I’m not talking Spanish politics 6

There are a lot of things that campaigns have in common.  Bickering, birching, mudslinging, and all that good stuff.  But one aspect that sets the American and Spanish electoral systems apart from each other is the amount of time devoted to these campaigns.  Whereas running for president requires about 18 months of exhausting tree-stumping, hundreds of millions of dollars in expenses, tens of thousands of kilometers of traveling, the Spanish version is condensed to a paltry three weeks.  It’s as if they couldn’t be bothered with putting up with all the hassle. And it kind of makes sense.  I mean, we know who the candidates are, we know what their parties stand for, we know just who is going to vote for whom…so why prolong the issue?

         The States in part (but only in part) can justify their outstretched process by arguing that they have the primaries to nominate a candidate.  That’s a valid point to an extent.  Then it stops being one.  Objectively speaking, there is no reason for it to go on for months on end.
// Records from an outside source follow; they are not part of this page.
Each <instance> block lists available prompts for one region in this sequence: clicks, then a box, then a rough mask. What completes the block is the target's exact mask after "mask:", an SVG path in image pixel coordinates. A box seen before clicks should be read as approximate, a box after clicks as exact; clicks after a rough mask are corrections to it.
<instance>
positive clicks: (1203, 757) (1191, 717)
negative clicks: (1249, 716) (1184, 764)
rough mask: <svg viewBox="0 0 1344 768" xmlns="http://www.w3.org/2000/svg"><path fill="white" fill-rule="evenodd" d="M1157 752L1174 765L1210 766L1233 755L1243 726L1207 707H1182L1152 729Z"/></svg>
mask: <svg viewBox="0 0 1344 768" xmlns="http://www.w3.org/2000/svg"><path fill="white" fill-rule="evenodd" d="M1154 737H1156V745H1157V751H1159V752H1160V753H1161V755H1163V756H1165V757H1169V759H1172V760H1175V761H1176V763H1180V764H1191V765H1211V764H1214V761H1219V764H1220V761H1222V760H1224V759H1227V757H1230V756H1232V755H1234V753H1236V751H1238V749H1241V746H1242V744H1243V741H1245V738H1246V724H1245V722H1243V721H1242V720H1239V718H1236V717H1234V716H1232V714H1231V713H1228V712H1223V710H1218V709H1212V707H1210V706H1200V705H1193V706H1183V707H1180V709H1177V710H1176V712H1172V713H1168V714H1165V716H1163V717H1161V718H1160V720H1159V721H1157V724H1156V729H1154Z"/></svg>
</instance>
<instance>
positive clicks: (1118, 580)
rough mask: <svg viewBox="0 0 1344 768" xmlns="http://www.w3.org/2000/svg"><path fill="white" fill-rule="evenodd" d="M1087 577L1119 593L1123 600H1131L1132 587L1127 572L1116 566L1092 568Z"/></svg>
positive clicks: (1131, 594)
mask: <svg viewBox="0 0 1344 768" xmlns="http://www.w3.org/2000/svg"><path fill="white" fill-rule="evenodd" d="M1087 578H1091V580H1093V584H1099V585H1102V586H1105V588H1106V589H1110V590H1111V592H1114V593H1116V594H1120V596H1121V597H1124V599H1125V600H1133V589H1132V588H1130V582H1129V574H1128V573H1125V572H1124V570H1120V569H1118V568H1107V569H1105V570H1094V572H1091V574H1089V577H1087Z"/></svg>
         In Spain, it’s the party members who do the choosing.  This, in my opinion, is a huge drawback because people like to have a say in those matters.  What if, for example, you like the party but not the candidate?  Then, what do you do?  These are the types of questions and comments that people have stated in the past.  Especially after the last election in the U.S. in 2008, people here wished they could have a more active role in the process.  Oh well, I guess that won’t be happening for a while…if it ever does.